Data Cleaning & Preparation - Excel

INTRODUCTION.

Excel file used in this project contains information about online store employees. It contains First and Last name, department, email, home address, starting date and salary.

The task is to clear data set to be more useful and standardized. We do not need to remove any irrelevant columns and can proceed with next step, removing duplicate data.


Deduplication

Duplicated data usually was created by error and in most cases should not be there. They are unnecessary waste of space and time, moreover they are increasing chances for potential problems and costly mistakes.

I am going to analyse and remove rows which contains exact copy of employees information.


Fixing structural errors

FORMATTING AND STANDARDIZATION – all cells within column will be displayed the same way.

Depending on requested format, words can be formatted to upper or lower cases. Otherwise standard format will be applied using formula PROPER()

I am formatting 'First' and 'Last Name' columns to standardize appearance of data. Each cell in both columns will start from capitol letter.

REMOVING SPACING - removing unnecessary spaces, before and/or after the word.

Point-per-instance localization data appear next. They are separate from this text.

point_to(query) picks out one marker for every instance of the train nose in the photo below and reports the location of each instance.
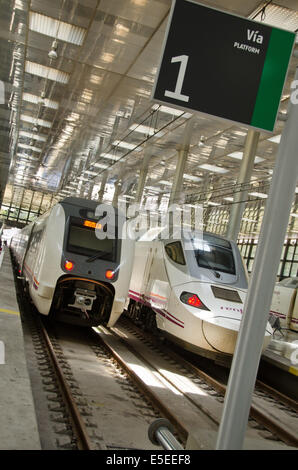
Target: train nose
(221, 334)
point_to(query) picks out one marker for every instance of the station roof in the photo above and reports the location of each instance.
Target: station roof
(83, 113)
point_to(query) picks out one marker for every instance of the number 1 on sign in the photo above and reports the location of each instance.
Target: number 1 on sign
(177, 93)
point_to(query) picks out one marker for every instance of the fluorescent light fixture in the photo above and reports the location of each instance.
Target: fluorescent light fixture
(56, 29)
(46, 72)
(249, 220)
(38, 100)
(239, 156)
(109, 156)
(33, 136)
(143, 129)
(261, 195)
(192, 178)
(275, 139)
(126, 145)
(100, 165)
(213, 168)
(27, 157)
(278, 16)
(30, 147)
(33, 120)
(167, 109)
(146, 130)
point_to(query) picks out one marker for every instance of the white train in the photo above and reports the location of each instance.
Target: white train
(193, 290)
(70, 273)
(285, 303)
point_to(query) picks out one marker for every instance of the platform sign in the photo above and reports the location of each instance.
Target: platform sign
(223, 65)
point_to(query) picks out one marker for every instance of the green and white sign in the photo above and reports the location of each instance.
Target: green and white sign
(223, 65)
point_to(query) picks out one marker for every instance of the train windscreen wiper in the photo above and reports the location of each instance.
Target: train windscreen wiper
(99, 254)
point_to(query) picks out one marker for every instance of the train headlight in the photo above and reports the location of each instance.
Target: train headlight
(193, 300)
(69, 265)
(110, 274)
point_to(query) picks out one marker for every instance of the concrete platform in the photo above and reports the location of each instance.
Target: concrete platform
(18, 425)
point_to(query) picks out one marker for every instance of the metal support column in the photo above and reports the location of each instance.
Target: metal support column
(240, 196)
(142, 178)
(257, 305)
(116, 193)
(182, 158)
(102, 188)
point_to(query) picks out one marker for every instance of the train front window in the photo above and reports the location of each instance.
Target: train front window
(214, 253)
(82, 240)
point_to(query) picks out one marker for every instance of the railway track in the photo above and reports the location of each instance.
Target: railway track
(273, 417)
(152, 380)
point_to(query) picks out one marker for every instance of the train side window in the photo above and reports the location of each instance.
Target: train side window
(175, 252)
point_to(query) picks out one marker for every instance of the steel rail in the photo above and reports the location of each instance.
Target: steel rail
(84, 442)
(270, 423)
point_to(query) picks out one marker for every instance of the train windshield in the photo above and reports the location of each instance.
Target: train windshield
(82, 240)
(214, 253)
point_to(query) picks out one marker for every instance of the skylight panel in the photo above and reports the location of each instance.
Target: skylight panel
(30, 147)
(33, 120)
(33, 136)
(46, 72)
(192, 178)
(213, 168)
(261, 195)
(239, 156)
(277, 16)
(38, 100)
(56, 29)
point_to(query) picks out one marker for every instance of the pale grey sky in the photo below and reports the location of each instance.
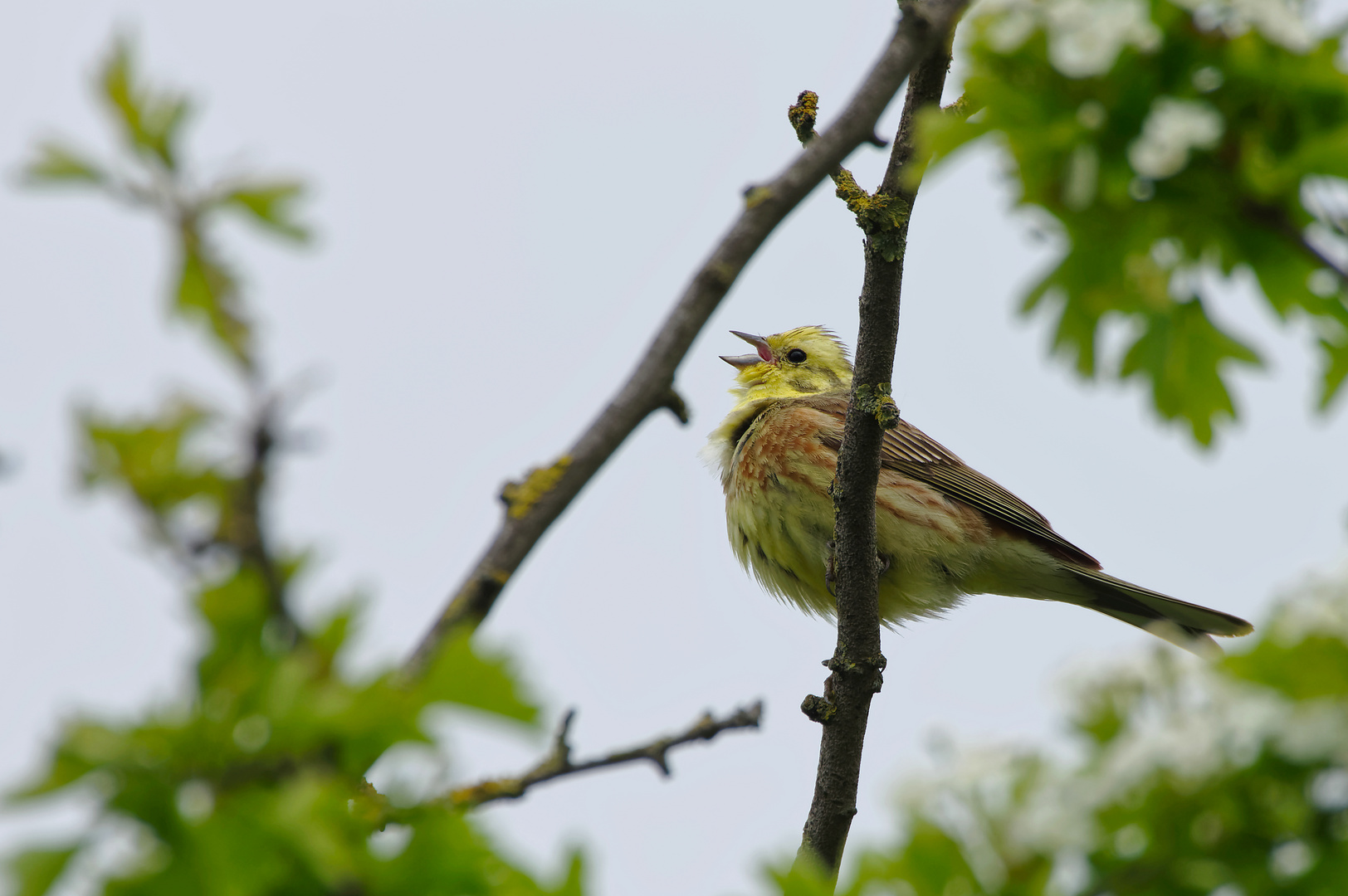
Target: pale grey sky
(509, 196)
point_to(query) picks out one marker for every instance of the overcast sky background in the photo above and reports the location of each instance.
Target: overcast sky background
(507, 198)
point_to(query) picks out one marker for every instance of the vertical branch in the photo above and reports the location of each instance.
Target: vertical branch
(534, 504)
(857, 665)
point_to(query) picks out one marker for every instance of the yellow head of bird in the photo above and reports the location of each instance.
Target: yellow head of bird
(799, 362)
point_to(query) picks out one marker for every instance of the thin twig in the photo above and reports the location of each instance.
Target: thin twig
(857, 665)
(559, 760)
(652, 383)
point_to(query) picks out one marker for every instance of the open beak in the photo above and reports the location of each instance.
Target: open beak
(742, 362)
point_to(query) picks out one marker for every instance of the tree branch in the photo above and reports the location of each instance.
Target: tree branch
(857, 665)
(652, 383)
(559, 760)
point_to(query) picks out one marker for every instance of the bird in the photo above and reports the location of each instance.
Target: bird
(944, 531)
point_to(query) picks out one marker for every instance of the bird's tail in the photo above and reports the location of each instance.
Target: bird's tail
(1183, 624)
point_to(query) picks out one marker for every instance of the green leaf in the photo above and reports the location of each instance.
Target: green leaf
(1075, 125)
(38, 869)
(1335, 373)
(270, 205)
(151, 458)
(151, 119)
(462, 675)
(208, 294)
(1183, 353)
(58, 163)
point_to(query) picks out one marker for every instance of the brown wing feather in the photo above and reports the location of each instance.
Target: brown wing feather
(913, 453)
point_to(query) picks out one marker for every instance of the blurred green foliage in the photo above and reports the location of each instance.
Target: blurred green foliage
(1227, 779)
(150, 124)
(1175, 143)
(254, 781)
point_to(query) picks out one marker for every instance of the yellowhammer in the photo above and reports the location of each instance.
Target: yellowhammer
(942, 530)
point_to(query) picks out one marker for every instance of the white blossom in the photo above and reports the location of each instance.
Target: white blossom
(1086, 37)
(1172, 129)
(1282, 22)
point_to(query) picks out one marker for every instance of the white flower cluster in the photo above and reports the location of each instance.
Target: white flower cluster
(1183, 717)
(1282, 22)
(1086, 37)
(1172, 131)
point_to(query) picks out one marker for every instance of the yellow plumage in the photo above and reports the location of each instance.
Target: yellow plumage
(942, 530)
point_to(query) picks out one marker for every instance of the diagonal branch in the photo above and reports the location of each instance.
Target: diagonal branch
(650, 386)
(857, 665)
(559, 760)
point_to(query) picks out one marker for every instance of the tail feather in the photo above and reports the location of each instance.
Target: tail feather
(1184, 624)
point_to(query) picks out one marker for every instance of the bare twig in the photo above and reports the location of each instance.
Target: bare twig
(650, 386)
(559, 760)
(857, 665)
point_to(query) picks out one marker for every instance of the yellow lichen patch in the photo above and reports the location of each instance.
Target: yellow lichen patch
(877, 402)
(756, 196)
(520, 496)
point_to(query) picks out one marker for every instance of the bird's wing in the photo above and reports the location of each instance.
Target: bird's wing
(913, 453)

While spacing before word its clearly visible, spotting spacing at the end of the word is not that simple. It may appear that as long as data looks ‘right’, additional spaces after the word should not matter. In general that may be okay if you are going to use, and keep data in excel. But if you want to use data in SQL or Python (especially numeric), additional spaces may cause issues. Therefore TRIMING is necessary.

DATE FORMATING

Firstly I have changed date format to ‘Short date’. This removed name of the day and month and turn it into numbers, moreover have changed year into 4 digits instead of 2. Some date was written with ‘/ ’ as separator, others with ‘.’ I replaced all dot-separators with slash.

CURRENCY - Adjusting currency in salary table.

If data will be used in any programming language it is advisory to remove currency sign as program may read cells as a strings not integers/ floats. This will require later on further conversion if we would like to perform any calculations using those fields.

For easier usage in programs I removed .00 at the end of the salary.


Filtering data out

Using FILTER option to check values entered into column.

I am looking for any unusual 'values' in each column. It may be misspelled word, very high or very low numeric value or starting date placed in the future.

Founded misspelled ‘Marketing’ and corrected it. This correction is needed in case we would like to present specific calculations based on department divisions. If I would not correct it, program would understood it as another department.

Similar to the 'Whig' department which was duplicated with additional/unwanted characters after Filtering them and removing words and signs after department’s name allowing to bring two fields together as its originally meant to be.


Dealing with missing data

After scanning data I did not find any missing data which were very important and urgently needed.